The Mexican Peso (MXN) meets resistance in its upwards climb on Tuesday – and pulls back – possibly due to growing concerns about the fragmentation of international trade that could especially hit export-based emerging-market economies like Mexico.
Against the US Dollar (USD) more specifically, MXN weakens after US data showed heightened US inflation expectations, which are likely to keep interest rates in the US elevated for some time, increasing capital inflows to the Dollar.
USD/MXN is exchanging hands at 16.80, EUR/MXN at 18.12 and GBP/MXN at 21.10, at the time of publication.
The Mexican Peso lost ground on Monday after the International Monetary Fund (IMF) warned global economic growth might lose momentum due to a fragmentation of international trade along geopolitical lines.
In a speech at Stanford Institute for Economic Policy Research, IMF First Deputy Managing Director Gita Gopinath, said: “Countries are reevaluating their trading partners based on economic and national security concerns,” adding that if the trend continued, “we could see a broad retreat from global rules of engagement and, with it, a significant reversal of the gains from economic integration.”
The news comes after the US plans to impose further protectionist policies by quadrupling tariffs on Chinese electric vehicles and BRICS countries continued to erode the hegemony of the US Dollar.
At the start of May, India and Nigeria, for example, agreed to settle all their trade using their domestic currencies rather than the US Dollar. This follows similar agreements between other nations, especially China, Russia and Iran, designed to circumvent Western sanctions.
The US Dollar gained in most pairs, including versus the Mexican Peso, after data from the Reserve Bank of New York showed a rise in inflation expectations which reinforced the inflationary outlook presented in Friday’s Michigan sentiment survey.
The NY Survey of Consumer Expectations showed consumer inflation expectations for one year ahead increased to 3.3% in April, from 3.0% in March – and the three previous months. It was the highest level since November and stands well above the Federal Reserve’s 2.0% target.
The data further reduces the chance of the Fed moving to cut interest rates in the near future, which is positive for the USD since an expectation of higher interest rates increases foreign capital inflows.
USD/MXN – the value of one US Dollar in Mexican Pesos – has pulled back after decisively breaking below the bottom of a short-term range last week.

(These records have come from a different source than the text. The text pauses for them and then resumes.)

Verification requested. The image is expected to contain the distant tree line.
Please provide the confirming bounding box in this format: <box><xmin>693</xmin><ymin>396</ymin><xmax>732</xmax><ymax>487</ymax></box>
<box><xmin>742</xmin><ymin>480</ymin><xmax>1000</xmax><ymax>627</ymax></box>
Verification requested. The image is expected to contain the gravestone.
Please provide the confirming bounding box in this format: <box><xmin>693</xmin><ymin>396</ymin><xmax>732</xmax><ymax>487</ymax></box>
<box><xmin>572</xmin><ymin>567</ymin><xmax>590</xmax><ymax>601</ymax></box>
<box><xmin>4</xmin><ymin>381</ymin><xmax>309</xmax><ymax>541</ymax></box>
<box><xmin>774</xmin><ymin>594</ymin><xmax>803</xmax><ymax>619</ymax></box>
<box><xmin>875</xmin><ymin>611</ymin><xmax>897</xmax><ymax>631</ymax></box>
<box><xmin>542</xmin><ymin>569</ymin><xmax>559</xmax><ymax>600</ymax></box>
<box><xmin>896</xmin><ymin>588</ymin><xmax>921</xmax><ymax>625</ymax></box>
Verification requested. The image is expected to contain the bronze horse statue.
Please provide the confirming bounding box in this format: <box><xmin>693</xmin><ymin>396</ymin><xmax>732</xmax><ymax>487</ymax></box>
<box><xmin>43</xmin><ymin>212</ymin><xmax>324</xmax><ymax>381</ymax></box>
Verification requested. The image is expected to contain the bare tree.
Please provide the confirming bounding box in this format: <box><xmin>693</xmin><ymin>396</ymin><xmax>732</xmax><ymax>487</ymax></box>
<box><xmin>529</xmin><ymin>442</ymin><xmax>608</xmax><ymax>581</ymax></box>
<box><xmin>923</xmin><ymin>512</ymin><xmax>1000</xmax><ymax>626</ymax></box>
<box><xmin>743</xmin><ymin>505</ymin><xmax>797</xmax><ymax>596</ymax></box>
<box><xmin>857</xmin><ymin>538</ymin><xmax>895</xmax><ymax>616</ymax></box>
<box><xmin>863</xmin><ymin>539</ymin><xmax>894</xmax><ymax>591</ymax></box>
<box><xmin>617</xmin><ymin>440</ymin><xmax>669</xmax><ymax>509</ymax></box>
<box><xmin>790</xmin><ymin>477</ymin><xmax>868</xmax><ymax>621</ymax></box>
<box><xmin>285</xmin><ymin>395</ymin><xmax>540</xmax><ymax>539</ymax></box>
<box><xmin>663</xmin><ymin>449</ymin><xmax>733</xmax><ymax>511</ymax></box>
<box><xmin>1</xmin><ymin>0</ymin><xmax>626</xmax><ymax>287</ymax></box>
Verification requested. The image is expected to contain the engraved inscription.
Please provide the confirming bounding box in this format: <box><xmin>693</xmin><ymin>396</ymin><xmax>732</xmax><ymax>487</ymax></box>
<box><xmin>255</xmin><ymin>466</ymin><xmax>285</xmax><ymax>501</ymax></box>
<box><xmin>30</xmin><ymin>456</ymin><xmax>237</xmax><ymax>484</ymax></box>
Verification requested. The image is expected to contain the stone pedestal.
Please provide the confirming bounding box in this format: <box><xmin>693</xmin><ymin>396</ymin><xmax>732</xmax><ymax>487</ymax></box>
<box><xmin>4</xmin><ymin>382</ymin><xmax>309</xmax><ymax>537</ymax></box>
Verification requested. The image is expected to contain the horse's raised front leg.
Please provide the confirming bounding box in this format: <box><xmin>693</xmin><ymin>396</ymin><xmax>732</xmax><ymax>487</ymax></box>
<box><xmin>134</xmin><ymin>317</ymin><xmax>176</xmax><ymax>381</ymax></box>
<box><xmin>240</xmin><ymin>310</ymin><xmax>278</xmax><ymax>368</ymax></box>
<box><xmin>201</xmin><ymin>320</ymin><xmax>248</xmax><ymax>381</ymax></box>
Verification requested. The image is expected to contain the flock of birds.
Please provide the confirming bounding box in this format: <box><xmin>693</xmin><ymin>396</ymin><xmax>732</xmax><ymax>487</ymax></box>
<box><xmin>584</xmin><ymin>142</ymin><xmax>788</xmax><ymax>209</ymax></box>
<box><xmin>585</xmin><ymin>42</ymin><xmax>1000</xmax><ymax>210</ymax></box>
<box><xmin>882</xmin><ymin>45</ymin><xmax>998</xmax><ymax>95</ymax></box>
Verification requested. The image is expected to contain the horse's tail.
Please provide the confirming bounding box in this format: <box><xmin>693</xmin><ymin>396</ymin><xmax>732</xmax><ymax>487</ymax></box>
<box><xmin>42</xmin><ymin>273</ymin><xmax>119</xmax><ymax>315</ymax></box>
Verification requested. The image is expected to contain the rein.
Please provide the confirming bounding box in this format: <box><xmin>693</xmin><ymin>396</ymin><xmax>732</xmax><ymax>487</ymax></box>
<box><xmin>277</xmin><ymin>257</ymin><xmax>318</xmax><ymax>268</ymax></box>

The breakout of the range was a decisive technical development that suggests a protracted move lower. However, after falling to a new low of 16.72 on Friday, USD/MXN reversed and started recovering.
The recovery is not yet strong enough to negate the bearish implications of the breakdown from the range. The short-term trend is still probably bearish, which, given the old adage that the “trend is your friend”, suggests the odds continue favoring more downside.
The pair is still probably likely to resume its downtrend and hit the conservative target for the breakout at 16.54. This is the 0.681 Fibonacci ratio of the height of the range extrapolated lower. Further bearishness after that could reach 16.34, the full height of the range extrapolated lower.
A break below 16.72 would confirm a continuation south.
Given the medium and long-term trends are bearish, the odds further favor more downside for the pair in line with those trends.
In the world of financial jargon the two widely used terms “risk-on” and “risk off'' refer to the level of risk that investors are willing to stomach during the period referenced. In a “risk-on” market, investors are optimistic about the future and more willing to buy risky assets. In a “risk-off” market investors start to ‘play it safe’ because they are worried about the future, and therefore buy less risky assets that are more certain of bringing a return, even if it is relatively modest.
Typically, during periods of “risk-on”, stock markets will rise, most commodities – except Gold – will also gain in value, since they benefit from a positive growth outlook. The currencies of nations that are heavy commodity exporters strengthen because of increased demand, and Cryptocurrencies rise. In a “risk-off” market, Bonds go up – especially major government Bonds – Gold shines, and safe-haven currencies such as the Japanese Yen, Swiss Franc and US Dollar all benefit.
The Australian Dollar (AUD), the Canadian Dollar (CAD), the New Zealand Dollar (NZD) and minor FX like the Ruble (RUB) and the South African Rand (ZAR), all tend to rise in markets that are “risk-on”. This is because the economies of these currencies are heavily reliant on commodity exports for growth, and commodities tend to rise in price during risk-on periods. This is because investors foresee greater demand for raw materials in the future due to heightened economic activity.
The major currencies that tend to rise during periods of “risk-off” are the US Dollar (USD), the Japanese Yen (JPY) and the Swiss Franc (CHF). The US Dollar, because it is the world’s reserve currency, and because in times of crisis investors buy US government debt, which is seen as safe because the largest economy in the world is unlikely to default. The Yen, from increased demand for Japanese government bonds, because a high proportion are held by domestic investors who are unlikely to dump them – even in a crisis. The Swiss Franc, because strict Swiss banking laws offer investors enhanced capital protection.